Example 2 preparation of iron oxide powder and silica aerogel pad
The embodiment 2 of the invention takes iron tailings as raw materials to prepare iron oxide powder and silicon dioxide aerogel pads, and comprises the following steps:
(1) the raw materials at least comprise iron tailings in North China, sodium hydroxide, hydrochloric acid, concentrated ammonia water, glass fiber, normal hexane, trimethylchlorosilane and absolute ethyl alcohol;
(2) sieving the milled iron tailings with a 100-mesh sieve, then placing the iron tailings into a muffle furnace, heating the iron tailings to 950 ℃, keeping the temperature for 5.5 hours, cooling the iron tailings to normal temperature, mixing the iron tailings with 2mol/L hydrochloric acid according to the volume ratio of 1:2.1, stirring the mixture for 4 hours, filtering the mixture to obtain filter residues, drying the filter residues, and collecting the filtrate by using a container;
(3) mixing the filter residue and sodium hydroxide according to the mass ratio of 1:2, uniformly stirring, heating to 600 ℃, keeping for 2.5 hours, taking out, melting into water, stirring and reacting at 90 ℃ for 27 hours according to the solid-liquid ratio of 1:7, and filtering to obtain a crude silicon solution;
(4) passing the crude silicon solution through cation exchange resin, then adjusting the pH value to be =7.5 by using 2mol/L ammonia water solution, immersing the crude silicon solution into a glass fiber felt when the crude silicon solution is not gelled, repeatedly extruding the glass fiber felt to uniformly distribute silica sol into the glass fiber felt, and standing for gelation;
(5) aging the gel: immersing the prepared gel pad into gel aging solution (anhydrous ethanol and tetraethoxysilane are mixed according to the volume of 10: 1), standing at room temperature for 26 hours and aging;
(6) solvent exchange: immersing the aged gel pad into n-hexane for 26 hours for solvent exchange, and displacing water in the gel pad;
(7) surface modification: immersing the prepared colloid into a modification solution (mixing n-hexane and trimethylchlorosilane according to the volume ratio of 10: 1), standing for 24 hours at room temperature, and finally drying the prepared gel at 120 ℃ under normal pressure for 8 hours to finally obtain a hydrophobic silica aerogel pad prepared by taking iron tailings as a raw material;
(8) and (3) adjusting the iron-containing filtrate obtained in the step (2) to pH =8 by using ammonia water in an ultrasonic environment, allowing a large amount of precipitate to appear, standing for 2 hours, filtering, drying filter residues, putting the filter residues into a muffle furnace, and roasting at the temperature of 700 ℃ for 2.5 hours to obtain the iron oxide nano powder. And the performance parameters of the obtained iron oxide and silica aerogel pad are measured, and the performance parameters of the iron oxide and silica nano material are measured in the same way as in example 1.

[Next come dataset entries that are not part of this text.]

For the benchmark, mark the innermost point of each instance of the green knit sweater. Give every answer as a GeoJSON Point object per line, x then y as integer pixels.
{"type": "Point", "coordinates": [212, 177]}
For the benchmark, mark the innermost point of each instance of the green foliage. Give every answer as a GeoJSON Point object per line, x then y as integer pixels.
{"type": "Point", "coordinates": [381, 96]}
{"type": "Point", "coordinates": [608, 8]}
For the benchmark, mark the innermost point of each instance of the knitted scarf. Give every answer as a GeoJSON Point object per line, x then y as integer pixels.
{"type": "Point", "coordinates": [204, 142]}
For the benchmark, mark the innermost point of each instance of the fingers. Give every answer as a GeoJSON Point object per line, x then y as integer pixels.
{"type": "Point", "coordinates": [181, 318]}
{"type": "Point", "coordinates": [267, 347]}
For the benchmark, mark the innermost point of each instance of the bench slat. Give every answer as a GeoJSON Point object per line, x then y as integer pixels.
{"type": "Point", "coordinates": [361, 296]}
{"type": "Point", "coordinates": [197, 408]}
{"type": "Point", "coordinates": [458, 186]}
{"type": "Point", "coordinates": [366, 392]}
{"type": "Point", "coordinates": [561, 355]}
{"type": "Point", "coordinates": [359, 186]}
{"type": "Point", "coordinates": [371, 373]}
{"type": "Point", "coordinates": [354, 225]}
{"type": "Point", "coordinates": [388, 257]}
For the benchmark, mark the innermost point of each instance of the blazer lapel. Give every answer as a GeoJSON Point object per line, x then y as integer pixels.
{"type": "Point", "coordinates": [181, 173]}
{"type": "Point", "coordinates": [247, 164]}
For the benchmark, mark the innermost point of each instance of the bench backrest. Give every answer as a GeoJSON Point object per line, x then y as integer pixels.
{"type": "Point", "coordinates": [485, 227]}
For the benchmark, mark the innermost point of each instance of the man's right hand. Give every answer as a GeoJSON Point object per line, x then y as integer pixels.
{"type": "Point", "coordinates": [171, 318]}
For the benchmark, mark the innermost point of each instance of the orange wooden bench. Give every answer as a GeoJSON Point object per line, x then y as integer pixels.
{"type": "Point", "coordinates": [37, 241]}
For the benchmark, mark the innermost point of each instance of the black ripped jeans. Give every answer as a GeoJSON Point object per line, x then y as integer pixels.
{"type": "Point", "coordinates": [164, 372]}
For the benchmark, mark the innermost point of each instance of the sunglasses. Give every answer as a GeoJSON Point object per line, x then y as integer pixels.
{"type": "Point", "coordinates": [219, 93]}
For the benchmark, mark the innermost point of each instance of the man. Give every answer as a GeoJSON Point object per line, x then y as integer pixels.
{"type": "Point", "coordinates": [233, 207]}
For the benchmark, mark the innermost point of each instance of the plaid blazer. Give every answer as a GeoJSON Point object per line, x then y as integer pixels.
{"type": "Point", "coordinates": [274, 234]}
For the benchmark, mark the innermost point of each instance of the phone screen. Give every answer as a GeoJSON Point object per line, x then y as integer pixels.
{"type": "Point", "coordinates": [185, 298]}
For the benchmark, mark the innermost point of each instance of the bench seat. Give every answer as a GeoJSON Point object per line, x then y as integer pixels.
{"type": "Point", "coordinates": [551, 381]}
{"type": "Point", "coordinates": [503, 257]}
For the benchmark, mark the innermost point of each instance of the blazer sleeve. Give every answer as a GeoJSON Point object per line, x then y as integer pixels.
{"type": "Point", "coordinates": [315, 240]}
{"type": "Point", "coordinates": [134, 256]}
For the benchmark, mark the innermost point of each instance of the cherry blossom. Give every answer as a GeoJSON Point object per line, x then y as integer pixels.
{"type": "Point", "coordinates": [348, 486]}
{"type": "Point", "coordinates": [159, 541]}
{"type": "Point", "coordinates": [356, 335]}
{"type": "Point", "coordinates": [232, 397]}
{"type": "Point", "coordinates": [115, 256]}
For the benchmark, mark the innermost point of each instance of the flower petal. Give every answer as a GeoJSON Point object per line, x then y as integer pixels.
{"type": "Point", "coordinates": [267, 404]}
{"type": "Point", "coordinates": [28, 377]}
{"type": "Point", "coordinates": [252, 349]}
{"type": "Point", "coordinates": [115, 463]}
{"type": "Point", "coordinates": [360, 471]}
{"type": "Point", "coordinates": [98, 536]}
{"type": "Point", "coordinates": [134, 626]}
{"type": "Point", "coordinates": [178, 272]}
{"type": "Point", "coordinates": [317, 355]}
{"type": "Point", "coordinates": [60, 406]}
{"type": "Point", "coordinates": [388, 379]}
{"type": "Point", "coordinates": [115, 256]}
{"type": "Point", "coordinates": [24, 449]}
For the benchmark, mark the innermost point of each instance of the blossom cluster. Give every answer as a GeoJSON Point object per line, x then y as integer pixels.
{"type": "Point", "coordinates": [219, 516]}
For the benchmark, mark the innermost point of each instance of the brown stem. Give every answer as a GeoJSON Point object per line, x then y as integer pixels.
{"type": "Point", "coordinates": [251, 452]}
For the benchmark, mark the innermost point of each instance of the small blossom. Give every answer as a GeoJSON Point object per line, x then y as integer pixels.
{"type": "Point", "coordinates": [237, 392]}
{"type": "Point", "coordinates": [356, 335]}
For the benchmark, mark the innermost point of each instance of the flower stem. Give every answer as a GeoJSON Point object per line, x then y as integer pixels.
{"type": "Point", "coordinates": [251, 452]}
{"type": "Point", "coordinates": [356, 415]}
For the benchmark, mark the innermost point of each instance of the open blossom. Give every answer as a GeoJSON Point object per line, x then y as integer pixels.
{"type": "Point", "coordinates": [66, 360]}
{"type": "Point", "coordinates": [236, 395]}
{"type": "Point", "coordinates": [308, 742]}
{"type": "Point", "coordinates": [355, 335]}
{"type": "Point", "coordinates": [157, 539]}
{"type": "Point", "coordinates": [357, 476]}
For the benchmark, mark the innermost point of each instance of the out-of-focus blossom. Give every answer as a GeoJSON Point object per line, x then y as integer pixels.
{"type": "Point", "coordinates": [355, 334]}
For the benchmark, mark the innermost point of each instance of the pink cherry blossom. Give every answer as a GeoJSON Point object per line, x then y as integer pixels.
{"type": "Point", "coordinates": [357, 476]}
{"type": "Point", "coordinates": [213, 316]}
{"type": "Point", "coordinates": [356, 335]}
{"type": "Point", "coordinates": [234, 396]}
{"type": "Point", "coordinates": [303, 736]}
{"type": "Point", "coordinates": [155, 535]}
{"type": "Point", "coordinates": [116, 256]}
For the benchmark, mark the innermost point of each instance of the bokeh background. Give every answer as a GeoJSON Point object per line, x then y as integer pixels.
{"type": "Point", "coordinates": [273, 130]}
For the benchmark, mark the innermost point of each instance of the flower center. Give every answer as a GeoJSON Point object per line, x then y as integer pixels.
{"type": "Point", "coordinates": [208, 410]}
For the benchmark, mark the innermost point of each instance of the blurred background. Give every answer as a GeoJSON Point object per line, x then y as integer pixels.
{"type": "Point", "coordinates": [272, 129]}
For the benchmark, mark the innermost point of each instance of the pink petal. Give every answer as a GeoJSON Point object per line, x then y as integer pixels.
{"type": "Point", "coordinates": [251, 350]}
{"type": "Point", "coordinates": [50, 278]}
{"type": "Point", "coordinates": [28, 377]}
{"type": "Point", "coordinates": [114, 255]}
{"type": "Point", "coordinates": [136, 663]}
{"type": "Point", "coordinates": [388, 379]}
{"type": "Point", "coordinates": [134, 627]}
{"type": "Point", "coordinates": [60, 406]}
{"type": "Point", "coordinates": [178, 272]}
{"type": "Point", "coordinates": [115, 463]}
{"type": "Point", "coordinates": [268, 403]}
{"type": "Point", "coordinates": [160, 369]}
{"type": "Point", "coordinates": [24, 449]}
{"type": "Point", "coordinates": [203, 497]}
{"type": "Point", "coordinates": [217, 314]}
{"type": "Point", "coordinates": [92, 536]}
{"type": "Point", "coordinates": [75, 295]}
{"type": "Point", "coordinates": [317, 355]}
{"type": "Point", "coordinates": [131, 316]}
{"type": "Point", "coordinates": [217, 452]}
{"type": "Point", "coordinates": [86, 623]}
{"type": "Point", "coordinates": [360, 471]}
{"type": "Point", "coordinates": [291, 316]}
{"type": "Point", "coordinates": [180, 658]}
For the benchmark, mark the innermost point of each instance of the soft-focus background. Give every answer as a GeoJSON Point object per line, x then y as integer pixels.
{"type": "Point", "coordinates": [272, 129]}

Example 3 preparation of iron oxide powder and silica aerogel pad
The embodiment 3 of the invention takes iron tailings as raw materials to prepare the iron oxide powder and the silicon dioxide aerogel cushion, and comprises the following steps:
(1) the raw materials at least comprise iron tailings in North China, sodium hydroxide, hydrochloric acid, concentrated ammonia water, glass fiber, normal hexane, trimethylchlorosilane and absolute ethyl alcohol;
(2) sieving the milled iron tailings with a 100-mesh sieve, then placing the iron tailings into a muffle furnace, heating the iron tailings to 900 ℃, keeping the temperature for 5 hours, cooling the iron tailings to the normal temperature, mixing the iron tailings with 2mol/L hydrochloric acid according to the volume ratio of 1:1.8, stirring the mixture for 4.5 hours, filtering the mixture to obtain filter residues, drying the filter residues, and collecting filtrate by using a container;
(3) mixing the filter residue and sodium hydroxide according to a mass ratio of 1:1.7, uniformly stirring, heating to 550 ℃, keeping for 2 hours, taking out, melting into water, stirring and reacting at 85 ℃ for 25 hours according to a solid-liquid ratio of 1:5, and filtering to obtain a crude silicon solution;
(4) passing the crude silicon solution through cation exchange resin, then adjusting the pH value to be =7 by using 2mol/L ammonia water solution, immersing the crude silicon solution into a glass fiber felt when the crude silicon solution is not gelled, repeatedly extruding the glass fiber felt to uniformly distribute silica sol into the glass fiber felt, and standing for gelation;
(5) aging the gel: immersing the prepared gel pad into gel aging solution (anhydrous ethanol and tetraethoxysilane are mixed according to the volume of 10: 1), standing at room temperature for 25 hours and aging;
(6) solvent exchange: soaking the aged gel pad into n-hexane for 24 hours for solvent exchange, and displacing water in the gel pad;
(7) surface modification: immersing the prepared colloid into a modification solution (mixing n-hexane and trimethylchlorosilane according to the volume ratio of 10: 1), standing for 14 hours at room temperature, and finally drying the prepared gel at 80 ℃ under normal pressure for 6 hours to finally obtain a hydrophobic silica aerogel pad prepared by taking iron tailings as a raw material;
(8) and (3) adjusting the iron-containing filtrate obtained in the step (2) to pH =7.5 by using ammonia water in an ultrasonic environment, allowing a large amount of precipitate to appear, standing for 2 hours, filtering, drying filter residues, putting the filter residues into a muffle furnace, and roasting at 650 ℃ for 2 hours to obtain the iron oxide nano powder. And the performance parameters of the obtained iron oxide and silica aerogel pad are measured, and the performance parameters of the iron oxide and silica nano material are measured in the same way as in example 1.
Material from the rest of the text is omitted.